Wenn ich mich mit meinen deutschen Freunden über die verrückten amerikanischen Kirchen unterhalte, finden sie die weißen »Sekten« wie Scientology, die Zeugen Jehovas oder die Mormonen befremdlich: Wie kann man so was glauben? Aber die schwarzen Gemeinden, die singen, klatschen, tanzen und die Predigt lebhaft kommentieren – die finden sie putzig. Ich frage sie, warum, und die Antwort lautet etwa so: »Weil es aus Afrika kommt. Das ist Volksglaube, das ist eine uralte Kultur, da muss man tanzen in der Kirche.« Es ist eine merkwürdige Einteilung: schwarz = volkstümlich, weiß = verrückt. Man akzeptiert dieses verrückte Verhalten von Afrikanern, aber von Menschen, deren Vorfahren aus Europa stammen, erwartet man Vernunft.

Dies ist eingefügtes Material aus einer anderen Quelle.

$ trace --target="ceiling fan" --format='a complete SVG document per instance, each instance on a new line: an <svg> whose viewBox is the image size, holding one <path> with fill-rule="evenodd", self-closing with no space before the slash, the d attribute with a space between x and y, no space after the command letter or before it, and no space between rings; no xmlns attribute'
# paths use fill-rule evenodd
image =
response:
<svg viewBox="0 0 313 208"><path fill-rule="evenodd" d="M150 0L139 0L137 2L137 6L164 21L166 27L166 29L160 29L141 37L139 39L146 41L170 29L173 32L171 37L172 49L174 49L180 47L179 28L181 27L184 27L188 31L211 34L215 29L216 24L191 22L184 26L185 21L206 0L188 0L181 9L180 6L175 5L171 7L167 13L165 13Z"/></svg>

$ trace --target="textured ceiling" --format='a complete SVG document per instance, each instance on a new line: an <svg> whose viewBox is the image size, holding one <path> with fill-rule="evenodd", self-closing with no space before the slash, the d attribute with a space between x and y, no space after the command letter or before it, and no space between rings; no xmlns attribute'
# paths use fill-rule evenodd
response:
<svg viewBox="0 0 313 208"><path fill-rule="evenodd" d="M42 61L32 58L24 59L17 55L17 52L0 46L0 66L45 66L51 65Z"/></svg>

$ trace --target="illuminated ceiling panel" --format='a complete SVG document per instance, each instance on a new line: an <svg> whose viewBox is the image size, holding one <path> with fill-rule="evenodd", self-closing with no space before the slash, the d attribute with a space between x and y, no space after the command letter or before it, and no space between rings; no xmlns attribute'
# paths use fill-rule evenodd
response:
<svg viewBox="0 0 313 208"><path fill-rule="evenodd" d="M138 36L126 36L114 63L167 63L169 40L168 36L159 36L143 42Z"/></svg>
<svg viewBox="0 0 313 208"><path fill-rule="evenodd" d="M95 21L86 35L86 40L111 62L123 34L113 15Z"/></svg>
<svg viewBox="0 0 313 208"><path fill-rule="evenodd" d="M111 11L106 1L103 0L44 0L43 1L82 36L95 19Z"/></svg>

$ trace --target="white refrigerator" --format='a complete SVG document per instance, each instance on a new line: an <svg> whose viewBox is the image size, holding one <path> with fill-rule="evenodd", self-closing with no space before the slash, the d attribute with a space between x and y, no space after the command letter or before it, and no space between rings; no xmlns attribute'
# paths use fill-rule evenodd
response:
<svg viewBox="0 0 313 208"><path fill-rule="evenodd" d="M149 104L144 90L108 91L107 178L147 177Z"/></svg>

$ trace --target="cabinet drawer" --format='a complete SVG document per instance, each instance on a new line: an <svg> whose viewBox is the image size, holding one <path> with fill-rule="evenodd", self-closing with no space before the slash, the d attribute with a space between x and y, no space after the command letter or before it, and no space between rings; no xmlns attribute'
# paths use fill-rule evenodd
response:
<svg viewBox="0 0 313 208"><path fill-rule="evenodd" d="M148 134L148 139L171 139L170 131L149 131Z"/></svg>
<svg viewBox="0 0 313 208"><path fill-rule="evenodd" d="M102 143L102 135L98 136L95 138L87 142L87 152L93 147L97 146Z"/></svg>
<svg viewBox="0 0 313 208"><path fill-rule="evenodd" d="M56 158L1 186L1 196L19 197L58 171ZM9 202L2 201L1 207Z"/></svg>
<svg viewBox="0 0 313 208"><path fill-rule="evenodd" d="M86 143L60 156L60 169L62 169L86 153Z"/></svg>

Nun, in Wahrheit ist es umgekehrt!
Es gibt zwar einige schwarze »Pentacostal«-Gemeinden, doch die Bewegung ist zum größten Teil weiß. Und das Tanzen und Zungenreden gehen höchstwahrscheinlich nicht auf die Traditionen der schwarzen Sklaven zurück, sondern kommen aus England. Ja, man könnte Amerika, vor allem in der Frühzeit, geradezu als Refugium für wirklich abgefahrene europäische Glaubensrichtungen bezeichnen, die in der vernünftigen Alten Welt keine Überlebenschancen hatten und dort längst ausgestorben sind.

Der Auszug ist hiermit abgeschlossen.